Saat 12.00 civarında Aristidou, bize Atina’dan ön ödeme için para bulmanın mümkün olmadığını, söz konusu parayı PKK aracılığıyla temin etmek için Avrupa’ya hareket ettiğini belirtti. Bu bilgileri Papaiannou’ya bildirdim. Kendisi, 
Öcalan’ın ‘millî topraklar’dan ivedilikle uzaklaştırılması gerektiğini tekrarladı. 
Kalenderidis’le birlikte hemen ikametgâha giderek, Öcalan’ı bilgilendirdik ve bir kez daha başka bir ülkeye götürülmesi amacıyla konuttan ayrılmasını talep ettik. Bize, gerekli garantiler verildiği takdirde binayı terk edeceğini, aksi halde çok tehlikeli olduğunu tekrarladı. 
Kalenderidis’le birlikte büyükelçiliğe döndük. Son durumu Papaiannou ve EİP başkanına bildirdik. Papaiannou, ‘Büyük Şarkıcı (Yunanistan Dışişleri Bakanı Pangalos), oradakilerin ivedilikle konuttan uzaklaştırılmasını istiyor’ dedi. 
Konuttakilerin Ortodoks Metropolitliği’ne taşınmalarını söyledi.” 

Öcalan Direniyor 

“Saat 20.00 civarında büyükelçilikte Panos ve Diakofotakis’in katılımıyla bir toplantı düzenlendi. Benim ve Diakofotakis’in kullanacağı iki araçla, karayoluyla Tanzanya’ya gitme olasılığını inceledik. Ertesi sabah saat 04.00’te hareket etmeyi Kenya sınırından da 06.00 gibi çıkmayı planladık. 

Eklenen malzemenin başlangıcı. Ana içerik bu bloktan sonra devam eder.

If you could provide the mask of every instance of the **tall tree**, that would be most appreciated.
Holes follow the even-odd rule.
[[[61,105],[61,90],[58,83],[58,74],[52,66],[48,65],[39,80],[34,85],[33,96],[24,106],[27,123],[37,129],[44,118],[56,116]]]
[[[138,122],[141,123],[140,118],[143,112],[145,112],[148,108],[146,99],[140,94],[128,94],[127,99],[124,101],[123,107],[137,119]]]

Önerimizi Papaiannou’ya aktardık. Bunu, ‘Büyük Şarkıcı’ya iletmeyi ve daha sonra bize, duruma göre ‘şarkı söyleme’yi vaat etti. Biraz sonra bizi arayarak, otomobiller ve bizlerin bu seyahate katılmamızla ilgili ayrıntılı bilgi istedi. Kendisine, başka ulaşım yolu olmadığını söyledik. Bunları bakana aktarmış. 

Sonuç olarak bazı sıkıntıları bulunmasına rağmen, önerimiz kabul edilmiş.

Kalenderidis’le birlikte tekrar ikametgâha geçtik. Ancak Öcalan, kararında taviz vermez görünüyordu. Saat gecenin 01.00’i olmuştu.” 

Kenyalıların sorgusu 

“Diakofotakis’e şunlar sorulmuş: 

Soru: Gelenler nereli? 
Cevap: Üçünü bilmiyorum, birisi gitti, birisi burada ve pasaportu da bu. 

Soru: Uçağın tipi neydi? 
Cevap: Uçaklardan anlamıyorum. (Adı bilinmeyen üçüncü görüşmeci, bunun Falcon olduğunda ısrar ediyor.) 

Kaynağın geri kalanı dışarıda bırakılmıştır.